Charity: Syrians Likely Exposed to Chemicals

Doctors Without Borders reports treating four patients in Syria who showed symptoms of exposure to chemical agents.

Ben Ariel ,

Syria chemical weapons
Syria chemical weapons

Doctors Without Borders said on Tuesday it had treated four patients showing symptoms of exposure to chemical agents, Newsweek reports.

The patients, an adult man and woman, a three-year-old girl and a five-day-old girl, were all from the same family, the charity said.

The family lived in Marea, Syria, a town about 45 kilometers (approximately 27 miles) north of Aleppo. Their house had been hit by a mortar shell on the evening of August 21. The family said that after the shell hit their house, yellow gas filled their home.

The family was first treated at a local hospital before being moved to the Doctors Without Borders facility, according to the Newsweek report.

The family experienced difficulty breathing, skin inflammation, red eyes and conjuctivitis. Several hours after seeking treatment, their conditions worsened as they developed blisters and their breathing became more difficult. As a result, the family was moved to a specialized treatment facility.

"MSF has no laboratory evidence to confirm the cause of these symptoms. However, the patients’ clinical symptoms, the way these symptoms changed over time, and the patients' testimony about the circumstances of the poisoning all point to exposure to a chemical agent," said Pablo Marco, the charity's program manager for Syria, according to Newsweek.

"Any use of chemical weapons constitutes an extremely severe violation of international humanitarian law.
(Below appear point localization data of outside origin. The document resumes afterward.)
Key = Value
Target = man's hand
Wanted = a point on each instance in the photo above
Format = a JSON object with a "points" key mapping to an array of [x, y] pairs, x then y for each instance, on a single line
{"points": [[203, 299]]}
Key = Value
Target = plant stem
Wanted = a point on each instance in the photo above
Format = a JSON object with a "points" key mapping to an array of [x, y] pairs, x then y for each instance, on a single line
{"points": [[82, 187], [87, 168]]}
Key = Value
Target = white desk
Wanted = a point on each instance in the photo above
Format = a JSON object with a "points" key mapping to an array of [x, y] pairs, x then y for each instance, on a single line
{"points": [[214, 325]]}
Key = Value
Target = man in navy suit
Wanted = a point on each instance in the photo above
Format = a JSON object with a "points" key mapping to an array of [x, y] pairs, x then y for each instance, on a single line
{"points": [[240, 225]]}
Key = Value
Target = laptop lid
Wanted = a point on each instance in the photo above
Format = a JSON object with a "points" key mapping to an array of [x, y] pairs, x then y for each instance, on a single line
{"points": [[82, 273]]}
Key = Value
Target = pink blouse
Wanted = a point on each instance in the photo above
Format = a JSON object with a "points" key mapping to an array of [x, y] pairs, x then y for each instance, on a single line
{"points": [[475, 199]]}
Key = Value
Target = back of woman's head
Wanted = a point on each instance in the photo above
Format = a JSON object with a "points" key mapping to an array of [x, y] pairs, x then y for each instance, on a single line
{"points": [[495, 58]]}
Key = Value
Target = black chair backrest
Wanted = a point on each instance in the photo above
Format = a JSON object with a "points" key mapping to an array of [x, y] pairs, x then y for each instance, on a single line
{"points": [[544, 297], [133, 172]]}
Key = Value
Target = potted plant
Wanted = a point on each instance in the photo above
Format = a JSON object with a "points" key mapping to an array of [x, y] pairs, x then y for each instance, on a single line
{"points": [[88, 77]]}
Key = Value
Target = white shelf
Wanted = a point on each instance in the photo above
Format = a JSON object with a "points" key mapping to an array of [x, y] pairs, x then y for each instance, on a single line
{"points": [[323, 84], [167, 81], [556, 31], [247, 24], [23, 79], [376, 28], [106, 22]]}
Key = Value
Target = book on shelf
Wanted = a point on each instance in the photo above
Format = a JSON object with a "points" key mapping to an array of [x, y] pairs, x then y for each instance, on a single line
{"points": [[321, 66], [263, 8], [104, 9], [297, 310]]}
It adds one more degree of suffering to a population who are already bearing the consequences of the worst humanitarian crisis in recent years. We appeal to all parties to observe a basic respect for human life and to stop indiscriminate violence against civilians," he added.

It remains unclear exactly what the gas the family inhaled, though some reports indicate it might have been mustard gas. Another 50 patients suffering from similar symptoms to the family were treated by the Syrian American Medical Society, according to Newsweek

The statement from Doctors Without Borders follows recent reports that the Islamic State (ISIS) jihadist group has its hands on chemical weapons and had used them in attacks in Syria and Iraq.

Officials who spoke to CNN late last week said that the United States government has test results from an ISIS attack in Syria that confirm the terror group used a mustard agent as a weapon. 

On Friday, a senior American military official confirmed preliminary tests had showed traces of sulfur mustard on mortars fired by ISIS militants.

Brig. Gen. Kevin Killea, chief of staff for the military operations in Iraq and Syria, said the field testing into whether mustard gas was used is not conclusive, so final tests are underway to get the full make-up of the chemicals.

He did say, however, that the early tests showed the chemical agent on fragments from mortar rounds fired on August 11 against Kurdish Peshmerga forces in Iraq.

Information regarding the use of mustard gas by ISIS is relatively new. U.S. intelligence agencies have said in the past they believed the group has used chlorine gas in attacks in Iraq, though chlorine is not a banned chemical agent.